What To Do When Your Policy Doesn’t Cover

  • Get correct purchase rider or SFSP language: Flood /earthquake amend or upgrade the policy, indicating those perils. Examples: request policy wording and search the words of flood, storm, earthquake and landslide. 
  • Third party schemes/ government schemes: The governments sometimes run relief and subsidised schemes in risky regions; privately funded products are also available concerning floods; compare limits and wait time. 
  • Mitigation + documentation: Relocate home appliances, fit check valves, record and take photographs of the possessions, and dated photographs and receipts – insurers will need to have evidence and mitigation actions at claims time.

When to take Home Insurance?

You are supposed to take home insurance cover immediately after receiving possession of your finished house or apartment and not when you are constructing one. As long as the building remains under construction, the risk of the insured building against risks such as accidents, structure etc. is normally taken by the builder under a construction specific policy. As soon as you have a legal ownership of the property in which you live or rented out or hold it empty, that is the time you should seek a home insurance cover to cover the property and its contents against any risk of fire, floods, earthquakes or even theft. Most banks will also insist that you purchase insurance at the time of acquisition to the loan in case you have acquired a home loan.

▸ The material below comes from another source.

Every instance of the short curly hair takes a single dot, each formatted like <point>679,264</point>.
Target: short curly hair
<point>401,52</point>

Example coverage for a ₹1 crore home:

Coverage TypeTypical Insured ValueWhat It CoversNotes / Add-ons
Building Structure₹1,00,00,000Walls, roof, floors, permanent fixturesCovers fire, lightning, explosion, storm; earthquake/flood may require rider
Household Contents₹10,00,000 – ₹20,00,000Furniture, electronics, appliances, clothes, utensilsLimited by policy; requires an itemized declaration for high-value items
Jewellery & Valuables₹2,00,000 – ₹5,00,000Gold, silver, precious stonesOptional; usually requires bills and an item list

Premium Estimate: ₹6,000–₹15,000 per year (for ₹1 crore structure + ₹15 lakh contents, including standard riders).

Conclusion

The natural shocks are getting stronger; insurance is no magic, it is a transfer of risk and will only work when the risks are explicitly listed on paper. Be a risk manager of your own house: check the wording of your policies, line by line, purchase flood and earthquake endorsements when in a potentially vulnerable area, and maintain an inventory list. It is always better to mend the holes in the coverage before the sky drops down – or the earth moves.